IV. Оставь всякую надежду

В средние века здания строились так, что почти такая же часть их находилась под поверхностью земли, как и над поверхностью. Если только они не были построены на сваях, как, например, собор Парижской Богоматери, всякий дворец, всякая крепость, всякая церковь имели, так сказать, двойное дно. При каждом соборе был некоторым образом другой собор, подземный, низкий, темный, таинственный, слепой и немой, под верхним собором, залитым светом и день и ночь оглашаемым органами и колоколами; иногда эти подземные здания служили для погребения. Во дворцах и в крепостях они иногда служили темницами, иногда тоже местом погребения, иногда и тем, и другим вместе. Эти громадные здания, происхождение и рост которых мы объяснили в другом месте, имели не только фундаменты, но, так сказать, корни, которые тянулись под землею, разветвляясь в такие же комнаты, лестницы, галереи, как и верхнее сооружение. Таким образом, церкви, дворцы, крепости, можно сказать, были врыты в землю до половины тела. Подземелья какого-нибудь здания представляли собою другое здание, в которое приходилось опускаться, вместо того, чтобы подниматься, и подземные этажи которого, вырытые под этажами надземными, напоминали собою те горы и те леса, которые отражаются в зеркальной поверхности озера под прибрежными горами и лесами.
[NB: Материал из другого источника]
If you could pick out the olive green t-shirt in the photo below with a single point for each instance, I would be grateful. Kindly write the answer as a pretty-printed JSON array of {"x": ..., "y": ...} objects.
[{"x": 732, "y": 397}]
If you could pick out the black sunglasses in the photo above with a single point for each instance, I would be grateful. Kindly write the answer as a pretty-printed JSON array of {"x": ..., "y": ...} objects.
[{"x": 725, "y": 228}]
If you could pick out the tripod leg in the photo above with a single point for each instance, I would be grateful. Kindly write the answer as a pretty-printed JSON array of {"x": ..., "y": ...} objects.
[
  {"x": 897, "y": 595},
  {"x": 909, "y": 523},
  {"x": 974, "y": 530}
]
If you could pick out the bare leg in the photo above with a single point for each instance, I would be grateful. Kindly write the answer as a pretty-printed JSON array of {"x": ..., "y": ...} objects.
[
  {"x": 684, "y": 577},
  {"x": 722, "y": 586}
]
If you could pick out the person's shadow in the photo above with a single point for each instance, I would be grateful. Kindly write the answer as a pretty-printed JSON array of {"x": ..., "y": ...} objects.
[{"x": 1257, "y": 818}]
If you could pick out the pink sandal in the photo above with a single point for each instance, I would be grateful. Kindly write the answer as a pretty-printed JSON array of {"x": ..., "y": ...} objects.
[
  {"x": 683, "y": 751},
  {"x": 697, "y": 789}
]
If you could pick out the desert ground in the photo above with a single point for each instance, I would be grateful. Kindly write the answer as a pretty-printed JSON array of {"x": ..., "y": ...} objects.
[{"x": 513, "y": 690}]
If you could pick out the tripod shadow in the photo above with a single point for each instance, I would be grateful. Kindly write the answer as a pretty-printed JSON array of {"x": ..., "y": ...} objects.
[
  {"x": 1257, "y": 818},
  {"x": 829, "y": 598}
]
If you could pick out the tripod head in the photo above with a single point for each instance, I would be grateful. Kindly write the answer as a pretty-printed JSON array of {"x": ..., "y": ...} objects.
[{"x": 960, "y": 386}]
В Сент-Антуанской Бастилии, в здании суда, в Лувре эти подземные здания служили темницами. Ярусы этих темниц, опускаясь в землю, все более и более суживались и становились темными. Они представляли собою различные пояса, по которым в известной симметричности расположены были разные виды ужасов. Данте не мог бы найти ничего лучшего для изображения своего ада. Эти воронкообразные темницы оканчивались обыкновенно узким и тесным помещением, в которое Данте поместил бы своего сатану, и в которое общество помещало людей, приговоренных к смерти. Раз сюда попало какое-нибудь жалкое человеческое существо, – прощай свет, воздух, жизнь, прощай всякая надежда! Оно выходило отсюда только для того, чтобы идти к виселице или к костру. Иногда оно просто сгнивало здесь: человеческое правосудие называло это забыть человека. Осужденный сознавал, что между ним и остальным миром лежит целая груда камней и стоит целая орава тюремщиков, и вся темница, все это массивное здание представлялось ему лишь в виде громадного, сложного замка, запиравшего для него мир живых существ.

В глубине такого-то подвала, в подземной темнице, вырытой Людовиком Святым под одною из башен Шатле, заперли, вероятно, из спасения, как бы она не скрылась, Эсмеральду, приговоренную к виселице. Эту бедную мушку, которая едва в состоянии была пошевелиться, придавили всею тяжестью громадного здания суда. Провидение и человеческое правосудие оказались в данном случае одинаково несправедливыми: такой избыток несчастия и пыток был совершенно не нужен для того, чтобы сломить такое слабое создание.